# Is she too thin



## BellaLuna (Jan 27, 2013)

OK so now I'm getting worried I have a lot of people who keep telling me she is way to thin most of them are not gsd owners and have heavier set dogs. My hubby also says she is to thin I seem to flip flop depending on the day b/c she has days where she looks alright to me and then there are times I feel as though she might be to skinny but I have no clue she's my first gsd and I don't really know weight wise how they are supposed to look. I know too heavy is not good as it can tend to mess up their Joints . I am baffled and worried about my little girl. Thank you for any help 

Sent from Petguide.com Free App


----------



## Courtney (Feb 12, 2010)

I think she looks fine


----------



## gagsd (Apr 24, 2003)

Based on the last picture, where her ribs and hip bones are visible, I would say she could gain a bit. Certainly not an emaciated dog though.

To me, seeing hip bones is not ideal.


----------



## BellaLuna (Jan 27, 2013)

I feed her diamond naturals and she gets 2 cups in the morning and 2 at night and I have had her for about a month should she have gained more weight within that time or does it take a little while longer. What are some other ways I could baulk her up just a tiny bit? I don't want people to think I don't feed and don't take care of her.


----------



## gagsd (Apr 24, 2003)

It could be as simple as adding 1/2 c to one meal.


----------



## gagsd (Apr 24, 2003)

....or just adding some training treats that are "food," like Biljac frozen dog food or Natural Balance rolled dog food.


----------



## BellaLuna (Jan 27, 2013)

OK I will most definitely do so thank you so much


----------



## gagsd (Apr 24, 2003)

She is beautiful!


----------



## BellaLuna (Jan 27, 2013)

Thank you!!


----------



## SuperSable (Feb 13, 2013)

She appears to be a little lean but not worrisome so. Is she normally pretty lean or is this a newer development? Is she the 4yr old in your signature? Is she in heat? Increasing her feed ration alittle might help or even adding some beneficial fish oil, such as grizzly salmon oil as a top dressing to her meal a few times a week might give her the extra calories if she is not interesting in consuming a larger ration of kibble.


----------



## BellaLuna (Jan 27, 2013)

SuperSable said:


> She appears to be a little lean but not worrisome so. Is she normally pretty lean or is this a newer development? Is she the 4yr old in your signature? Is she in heat? Increasing her feed ration alittle might help or even adding some beneficial fish oil, such as grizzly salmon oil as a top dressing to her meal a few times a week might give her the extra calories if she is not interesting in consuming a larger ration of kibble.

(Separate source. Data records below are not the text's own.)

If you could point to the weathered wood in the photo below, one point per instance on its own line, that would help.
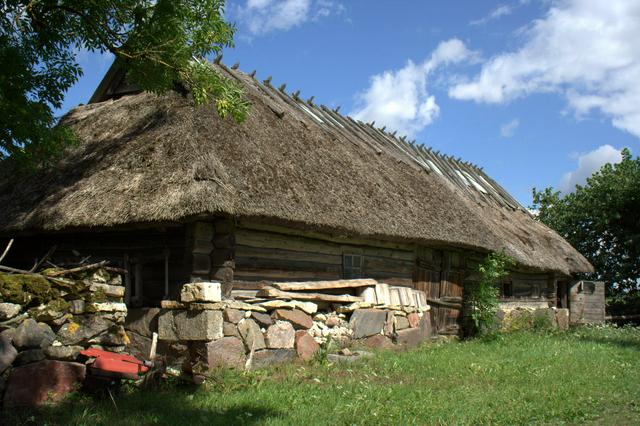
(325, 237)
(271, 275)
(322, 285)
(439, 302)
(335, 298)
(270, 253)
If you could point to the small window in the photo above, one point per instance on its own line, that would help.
(352, 266)
(506, 289)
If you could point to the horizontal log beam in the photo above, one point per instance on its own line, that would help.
(323, 285)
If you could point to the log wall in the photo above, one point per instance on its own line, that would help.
(277, 254)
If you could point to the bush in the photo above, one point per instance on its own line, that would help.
(482, 298)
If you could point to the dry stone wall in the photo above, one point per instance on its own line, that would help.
(232, 333)
(46, 319)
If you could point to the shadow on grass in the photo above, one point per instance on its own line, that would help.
(171, 406)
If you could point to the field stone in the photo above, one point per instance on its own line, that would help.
(414, 320)
(8, 353)
(306, 346)
(63, 353)
(201, 292)
(230, 329)
(225, 352)
(233, 315)
(81, 329)
(280, 335)
(264, 320)
(9, 310)
(143, 321)
(297, 318)
(367, 322)
(378, 341)
(42, 382)
(29, 356)
(174, 325)
(269, 357)
(31, 334)
(251, 334)
(401, 323)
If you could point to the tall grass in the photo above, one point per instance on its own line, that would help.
(589, 374)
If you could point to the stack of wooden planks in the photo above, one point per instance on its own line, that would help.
(365, 291)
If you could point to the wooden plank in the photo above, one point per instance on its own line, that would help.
(322, 285)
(326, 237)
(270, 253)
(256, 263)
(337, 298)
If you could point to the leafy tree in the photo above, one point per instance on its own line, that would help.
(158, 42)
(602, 220)
(483, 297)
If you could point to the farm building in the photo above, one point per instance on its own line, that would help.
(298, 192)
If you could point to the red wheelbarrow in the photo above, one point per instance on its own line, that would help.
(110, 365)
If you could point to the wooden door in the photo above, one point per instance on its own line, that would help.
(444, 289)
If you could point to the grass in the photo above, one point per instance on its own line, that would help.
(586, 375)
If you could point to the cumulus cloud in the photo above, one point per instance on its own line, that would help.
(588, 164)
(399, 99)
(588, 51)
(509, 129)
(498, 12)
(265, 16)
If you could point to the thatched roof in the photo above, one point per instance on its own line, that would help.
(157, 159)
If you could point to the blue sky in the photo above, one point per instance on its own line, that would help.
(539, 93)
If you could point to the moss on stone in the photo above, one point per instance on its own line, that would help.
(26, 289)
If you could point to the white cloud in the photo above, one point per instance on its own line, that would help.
(400, 99)
(586, 50)
(588, 164)
(265, 16)
(507, 130)
(498, 12)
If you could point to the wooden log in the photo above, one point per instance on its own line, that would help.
(334, 298)
(439, 302)
(323, 285)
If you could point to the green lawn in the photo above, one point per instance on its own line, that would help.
(587, 375)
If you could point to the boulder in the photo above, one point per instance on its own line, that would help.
(143, 321)
(411, 337)
(378, 341)
(269, 357)
(280, 335)
(263, 320)
(29, 356)
(233, 315)
(31, 334)
(7, 352)
(77, 307)
(251, 334)
(225, 352)
(174, 325)
(83, 328)
(201, 292)
(307, 307)
(297, 318)
(9, 310)
(401, 322)
(414, 320)
(306, 346)
(367, 322)
(230, 329)
(42, 382)
(109, 290)
(63, 353)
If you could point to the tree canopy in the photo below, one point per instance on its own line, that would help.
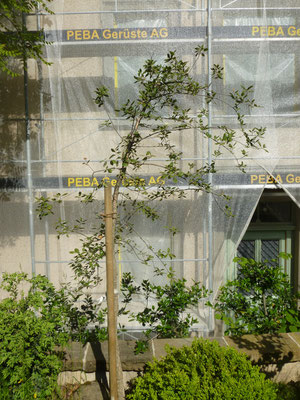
(16, 41)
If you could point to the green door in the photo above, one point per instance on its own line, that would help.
(266, 245)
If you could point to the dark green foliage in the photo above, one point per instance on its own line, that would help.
(16, 40)
(34, 319)
(290, 391)
(259, 300)
(31, 325)
(165, 314)
(204, 371)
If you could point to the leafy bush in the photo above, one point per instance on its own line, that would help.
(33, 323)
(166, 316)
(259, 300)
(203, 371)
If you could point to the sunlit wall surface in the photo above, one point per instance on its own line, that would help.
(105, 42)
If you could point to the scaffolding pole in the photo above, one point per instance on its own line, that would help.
(28, 162)
(210, 199)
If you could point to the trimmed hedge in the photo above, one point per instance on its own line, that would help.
(204, 371)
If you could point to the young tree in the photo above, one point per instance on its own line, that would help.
(16, 41)
(155, 116)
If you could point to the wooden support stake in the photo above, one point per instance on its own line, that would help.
(111, 318)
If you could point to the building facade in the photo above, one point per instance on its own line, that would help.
(256, 42)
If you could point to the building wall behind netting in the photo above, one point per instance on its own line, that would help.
(105, 43)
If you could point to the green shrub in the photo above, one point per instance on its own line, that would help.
(31, 326)
(259, 300)
(203, 371)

SuperSable yes this would be the dog in my signature, I would be inclined to assume this is not a newer development b/c when we first got her about a month ago she was thinner, she was heat about a month ago. Thank you so much for your advice and I will also be trying the top dressing also.


----------



## SuperSable (Feb 13, 2013)

Gotcha  Just like males, some bitches do drop weight while in heat (totally normal) if they loose interest in food and her sole focus becomes reproducing. I bet she will be back to an ideal condition in another month. Given the recent heat, I personally wouldn't worry about her weight especially since she is already gaining. 

My mom has a bitch who barely eats while in heat so she gives the salmon oil daily during her heat and also mixes a little extra green tripe with her meal. Her Berlin seems to find that palatable when shes not interested in eating other wise. 

Good luck with Bella, she is beautiful.


----------



## BellaLuna (Jan 27, 2013)

SuperSableThank you so very much I do appreciate all the tips..


----------